Lamentablemente, la Historia de la Humanidad se ha caracterizado por ¨solucionar¨ sus conflictos de manera violenta. De ese modo, la abominable guerra ha cobrado la vida de millares de personas inocentes a través de los años. Hoy por hoy, luego de dos Guerras Mundiales y cientos de conflictos bélicos, se han creado Organismos intermediarios y ¨reguladores¨ que incitan al diálogo y a la paz, en respuesta a las tensiones internacionales o civiles. Organismos que, sin embargo, han sido criticados y acusados de servir a intereses particulares de las grandes potencias. Al parecer, la tinta de la corrupción salpica, incluso, a organizaciones que no llevan bandera alguna y promulgan la fraternidad entre naciones.

La guerra civil es definida como un conflicto armado entre grupos pertenecientes a un mismo país. Terrorífica realidad que se refleja en dos obras maestras del siglo XX: Por quién doblan las campanas del nobel 1954, Ernest Hemingway, y El Poder y la Gloria del recordado Graham Greene. Libros en los que, mediante los personajes en relación a la historia narrada, evidencian los horrores de la guerra, los instintos humanos más repudiables, crímenes atroces, actos de lesa humanidad, en síntesis: muerte y destrucción. Y, sobre todo, vislumbra la estupidez humana en su máximo esplendor. El cómo el hombre, cegado por un obsoleto sistema de creencias e iracundo, da rienda suelta a su estado natural: el salvajismo.

“Por quién doblan las campanas” de Ernest Hemingway.

España y México poseen una historia similar: los pueblos de esos dos países sufrieron una guerra civil, ambos conflictos armados fueron la antesala de la Segunda Guerra Mundial. En México, una serie de medidas anticristianas ejecutadas por el Gobierno de turno, liderado por Plutarco Calles, fue las múltiples gotas que rebasaron el vaso, terminaron por agitar los ánimos y desembocaron en lo que se conoce como ¨Guerra Cristera¨. España, por su parte, experimentaba inestabilidad política, situación aprovechada por los generales Franco y Mola quienes iniciaron una sublevación a fin de abolir la República. Evidentemente, existen antecedentes que provocaron estas querellas que dividieron a hermanos de un mismo país. El resultado, aproximadamente medio millón de muertos, cuantiosas pérdidas económicas, materiales y culturales, trauma postguerra y un profundo resentimiento entre ciudadanos.
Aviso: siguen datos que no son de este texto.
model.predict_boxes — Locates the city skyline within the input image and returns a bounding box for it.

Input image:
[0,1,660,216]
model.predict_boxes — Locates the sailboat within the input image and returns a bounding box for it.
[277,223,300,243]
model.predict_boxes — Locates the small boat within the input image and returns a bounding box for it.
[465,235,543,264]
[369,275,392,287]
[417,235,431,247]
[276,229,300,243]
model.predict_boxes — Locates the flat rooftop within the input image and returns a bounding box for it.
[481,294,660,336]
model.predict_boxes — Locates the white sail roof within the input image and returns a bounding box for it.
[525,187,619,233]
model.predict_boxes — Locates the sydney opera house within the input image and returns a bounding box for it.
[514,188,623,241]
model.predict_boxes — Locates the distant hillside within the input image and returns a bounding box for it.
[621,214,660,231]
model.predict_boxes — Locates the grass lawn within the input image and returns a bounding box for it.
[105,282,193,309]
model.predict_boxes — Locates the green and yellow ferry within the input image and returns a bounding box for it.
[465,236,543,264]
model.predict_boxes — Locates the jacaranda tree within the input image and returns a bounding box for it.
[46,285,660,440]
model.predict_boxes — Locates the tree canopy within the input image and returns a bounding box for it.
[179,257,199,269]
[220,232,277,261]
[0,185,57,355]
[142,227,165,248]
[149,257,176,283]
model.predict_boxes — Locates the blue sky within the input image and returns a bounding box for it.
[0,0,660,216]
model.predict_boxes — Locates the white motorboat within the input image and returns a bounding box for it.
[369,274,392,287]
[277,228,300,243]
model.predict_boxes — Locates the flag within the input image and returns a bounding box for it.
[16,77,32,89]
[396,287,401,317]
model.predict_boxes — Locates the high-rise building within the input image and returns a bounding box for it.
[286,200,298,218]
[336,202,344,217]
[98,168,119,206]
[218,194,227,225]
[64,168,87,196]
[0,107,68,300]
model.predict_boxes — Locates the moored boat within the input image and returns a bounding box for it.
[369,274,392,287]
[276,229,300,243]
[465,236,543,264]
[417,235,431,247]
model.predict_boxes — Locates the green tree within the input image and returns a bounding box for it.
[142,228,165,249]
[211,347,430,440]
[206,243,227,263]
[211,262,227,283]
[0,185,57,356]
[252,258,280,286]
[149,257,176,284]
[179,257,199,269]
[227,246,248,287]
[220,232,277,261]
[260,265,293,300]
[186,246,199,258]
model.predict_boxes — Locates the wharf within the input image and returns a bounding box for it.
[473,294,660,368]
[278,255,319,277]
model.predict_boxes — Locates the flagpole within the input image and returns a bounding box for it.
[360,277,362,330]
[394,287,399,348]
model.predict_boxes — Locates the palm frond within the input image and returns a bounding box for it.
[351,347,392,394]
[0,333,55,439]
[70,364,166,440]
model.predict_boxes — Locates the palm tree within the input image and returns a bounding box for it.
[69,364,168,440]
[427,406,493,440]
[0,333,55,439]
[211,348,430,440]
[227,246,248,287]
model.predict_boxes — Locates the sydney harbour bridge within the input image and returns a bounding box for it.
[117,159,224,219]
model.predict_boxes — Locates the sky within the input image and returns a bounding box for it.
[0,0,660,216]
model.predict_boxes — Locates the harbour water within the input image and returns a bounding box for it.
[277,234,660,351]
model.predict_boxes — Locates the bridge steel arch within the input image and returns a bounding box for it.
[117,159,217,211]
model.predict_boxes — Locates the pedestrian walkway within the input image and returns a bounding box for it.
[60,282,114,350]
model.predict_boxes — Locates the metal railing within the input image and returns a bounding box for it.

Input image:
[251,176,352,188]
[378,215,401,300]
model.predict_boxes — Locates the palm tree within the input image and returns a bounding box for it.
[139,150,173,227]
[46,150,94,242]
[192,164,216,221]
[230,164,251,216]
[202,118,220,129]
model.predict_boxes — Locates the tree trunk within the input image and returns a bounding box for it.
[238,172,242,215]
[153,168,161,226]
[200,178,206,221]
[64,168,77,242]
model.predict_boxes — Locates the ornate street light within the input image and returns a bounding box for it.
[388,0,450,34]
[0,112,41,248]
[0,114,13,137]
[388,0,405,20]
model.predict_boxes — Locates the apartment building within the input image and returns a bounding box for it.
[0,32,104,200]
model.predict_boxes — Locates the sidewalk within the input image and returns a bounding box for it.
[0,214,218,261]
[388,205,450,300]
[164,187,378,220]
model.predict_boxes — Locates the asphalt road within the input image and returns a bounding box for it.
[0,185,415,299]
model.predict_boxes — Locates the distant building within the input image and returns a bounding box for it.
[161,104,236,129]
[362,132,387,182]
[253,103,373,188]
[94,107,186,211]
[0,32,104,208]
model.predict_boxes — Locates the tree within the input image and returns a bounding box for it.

Una vez que las dos guerras estallaron, la ¨ayuda¨ y la ¨no intervención¨ fueron las acciones que tomaron, tanto países limítrofes como lejanos. Pues el mundo es susceptible, consigo mismo, a lo que sucede en cada recóndito rincón. Lo que no resulta susceptible, es lo que la guerra genera: asesinato, violación, genocidio, tortura, crimines sistemáticos, intolerancia, fascismo, odio, venganza, hambruna, violencia absurda y demás brutalidades que han sido justificadas en nombre de las acciones bélicas, en lo que, aún, se conoce como ¨el arte de la guerra¨. Si bien es cierto, como señala Edmund Burke, el fin no justifica los medios, pero lo único que se necesita para que el mal triunfe es que los hombres buenos no hagan nada.

Debería ser imprescindible, mientras caminamos, voltear y observar todos los pasos que se han dado. No sólo los nuestros, también los de nuestros predecesores. Examinarlos con lupa, analizarlos minuciosamente con experticia investigadora. La importancia de tener conciencia histórica no sólo radica en saber más, sino que esta permite sentir, permite ser, permite continuar. Incluso, permite impedir que se repitan atroces acontecimientos que han marcado la Historia para siempre. El pensamiento de un hombre nunca está determinado e inmóvil, está en constante movimiento, en constante aprendizaje. Por tanto, no sería muy prudente vestir el color de una camiseta o pertenecer a un grupo que profese ideas extremistas, dogmáticas y que conciba su filosofía como verdad absoluta.